I came to this while trying to understand for what ideals does Nullstellensatz holds for real field.

I realised that the failure has to do more with the smallness of the $\mathcal{V}(I)$ over non-closed fields since the behaviour of the radical seems to be similar in all cases. So, I was able to prove that $\overline{\mathcal{V}_{\mathbb{R}}(I)} = \mathcal{V}_{\mathbb{C}}(I)$ does imply that $\mathcal{I}_{\mathbb{R}}\mathcal{V}_{\mathbb{R}}(I) = \sqrt{I}$

Proof:(for general $k$ and $\overline{k}$(algebraic closure))

Then, we have that $\mathcal{I}_{\mathbb{\bar{k}}}\mathcal{V}_{\mathbb{k}}(I) = \sqrt{I^{e}} $........(1) by the Nullstellensatz.

Also note that $\mathcal{I}_{\mathbb{\bar{k}}}\mathcal{V}_{\mathbb{k}}(I) \cap k[x_1, \cdots x_n] = \mathcal{I}_{\mathbb{k}}\mathcal{V}_{\mathbb{k}}(I)$.

But Also $\sqrt{I^{e}} \cap k[x_1, \cdots x_n] = \sqrt{I^{e} \cap k[x_1, \cdots x_n]}$ (inverse image and radical commute).

But also $I^{ec} = I$ for the ring extension $k[x_1, \cdots x_n] \to \bar{k}[x_1, \cdots x_n]$.

Proof of the last claim is elementary. I first sured this by proving it for $\mathbb{R}$ and $\mathbb{C}$.

Because ideals are finitely generated, above boils down to :

Take $f_1 \cdots f_r$ polynomials with real coefficients. if $h_1, \cdots h_r$ are polynomials with complex coefficients such that $f_1h_1 \cdots + f_nh_n \in \mathbb{R}{x_1, \cdots x_n}$ then there exist polynomials $g_1, \cdots g_r$ with real coefficients such that $f_1h_1 \cdots + f_nh_n \in \mathbb{R}{x_1, \cdots x_n} = f_1g_1 \cdots + f_ng_n $ (simply take the real parts).

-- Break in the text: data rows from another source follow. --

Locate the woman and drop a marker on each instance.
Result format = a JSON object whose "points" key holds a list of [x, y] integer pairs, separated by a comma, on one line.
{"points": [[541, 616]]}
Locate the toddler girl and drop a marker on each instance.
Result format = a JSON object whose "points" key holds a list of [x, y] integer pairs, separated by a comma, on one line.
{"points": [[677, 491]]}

This also tells us how to prove the fact for any field extension! If $L \subset K$ is a field extension then $I^{ec} = I$ for the inclusion: $L[x_1, \cdots x_n] \to K[x_!, \cdots x_n]$.

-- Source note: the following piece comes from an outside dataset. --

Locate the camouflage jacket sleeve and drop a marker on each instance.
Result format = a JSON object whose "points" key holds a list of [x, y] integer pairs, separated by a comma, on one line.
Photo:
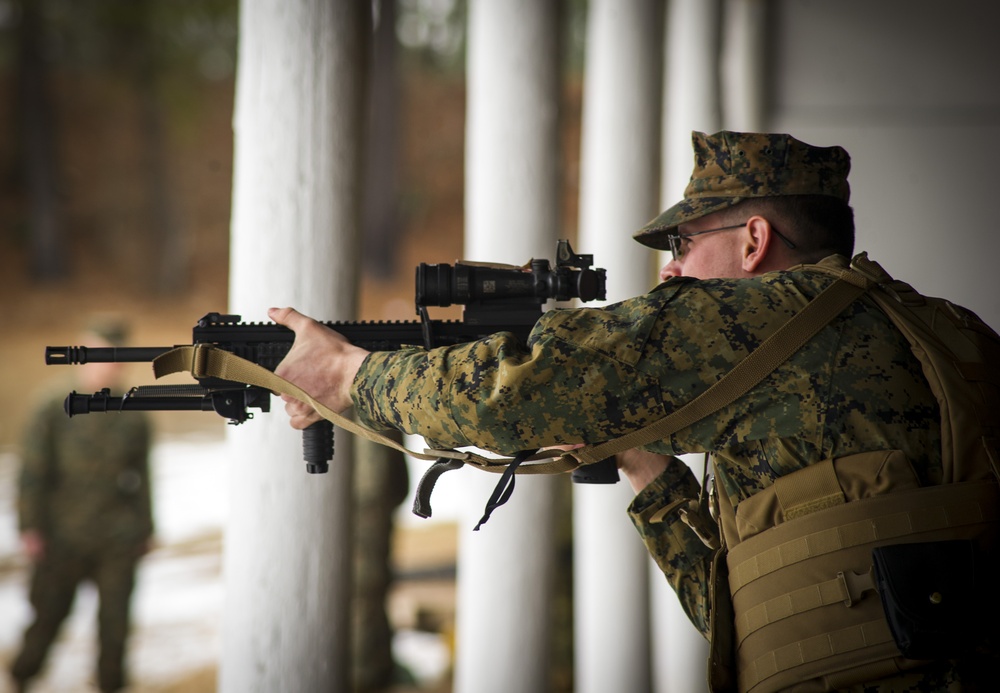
{"points": [[592, 374], [682, 556]]}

THe idea is to simply take a basis of $L$ over $K$ and write every $K$ polynomial uniquely using this basis and $L$ polynomial. Uniqueness is easy to prove.

So, then taking intersection on both sides of (1)

gives

$\mathcal{I}_{\mathbb{k}}\mathcal{V}_{\mathbb{k}}(I) = \sqrt{I}$.

SO, we have one sufficient condition on $V(I)$ for $\mathcal{IV}(I) = \sqrt{I}$ to hold over fields. \

So, now I am thinking about the converse as asked in my original question.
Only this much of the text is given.